San Diego construction companies, which have long been the main driver of local employment growth, cut 200 positions last month. And that may be the shape of things to come, economists warn.
“There might be some seasonal reasons for the construction losses, but the decline could be a sign that our overall employment growth is slowing,” said Alan Gin, economist at the University of San Diego.
Gin said the construction layoffs are one more sign that the housing boom, which has created jobs for builders, mortgage brokers and real estate agents, is winding down.
“The number of home sales is down, price appreciation on most homes is not as great as it used to be, and it’s taking longer to sell homes,” Gin said. “That could mean less growth in construction work.”
Financial services cut 200 jobs last month, largely related to real estate and mortgage operations. Scientific services cut 400 jobs. Temporary employment firms – another major driver in local employment over the past several years – added no workers.
Ryan Singer, economist at the San Diego Regional Chamber of Commerce, warned that the economy is likely to worsen in coming months, as high fuel costs and rising mortgage rates force consumers to cut their spending.
“We’re entering a period of risk for the national economy, which will show up here as well,” he said. “Energy-related prices, higher interest rates and the growing realization that housing prices may have peaked means that people will get a lot more cautious.”
Mish, is this California “soft spot” just for San Diego?
No, not really. Here is more supporting evidence.
According to the LA Times, California Sheds 23,700 Jobs in September.
California’s economy lost a net 23,700 jobs in September, the Labor Department said today, a surprising decline that suggested the state’s economy might have hit a soft patch.
It was the state’s first net job loss since December 2004. And it came as the state has been enjoying relatively stable employment growth this year, averaging more than 23,000 new jobs a month after being sluggish for much of the first three years after the 2001 recession.

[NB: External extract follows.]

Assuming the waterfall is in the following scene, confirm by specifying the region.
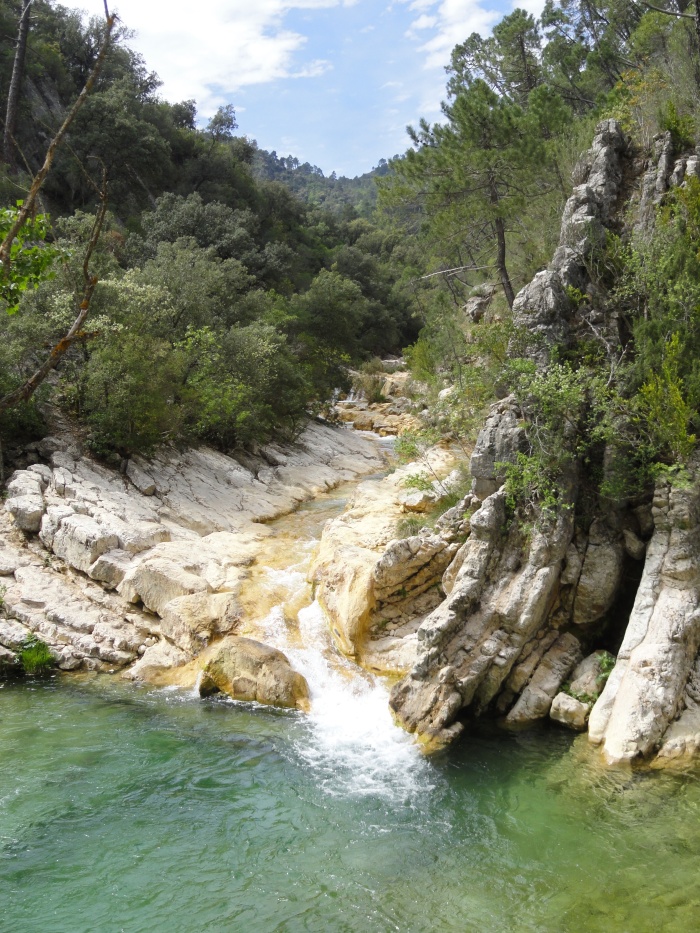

California’s September job swoon was surpassed only by Louisiana and Mississippi, both devastated by Hurricane Katrina.
A good chunk of the California decline was due to seasonal factors, economists said. Many school districts started their years in August instead of September, which shifted employment growth from September to August, said Howard Roth, chief economist for the state Department of Finance. August employment was revised upward by a hefty 22,600 jobs as a result, he said.
But even after factoring in that shift, the state’s job growth in September was still relatively sluggish compared to recent months, Roth said. “It’s a fairly weak report.” He suggested that higher gasoline prices might have taken a toll on hiring, but it would take several months of poor job reports before anyone could conclude that the state’s economy was slowing significantly.
Other economists and employment specialists said the state’s job market was stronger than the latest numbers suggested.
“We don’t see any reason to panic,” said Jesse Harriot, vice president of research for Monster Worldwide, a leading online job search firm. He noted strong demand in the Los Angeles area for jobs in such sectors as aerospace, manufacturing and construction.
Hardly anyone ever sees a need to panic. By the time anyone does, everyone does, then it is usually too late. Just remember, the best time to panic is before everyone else does.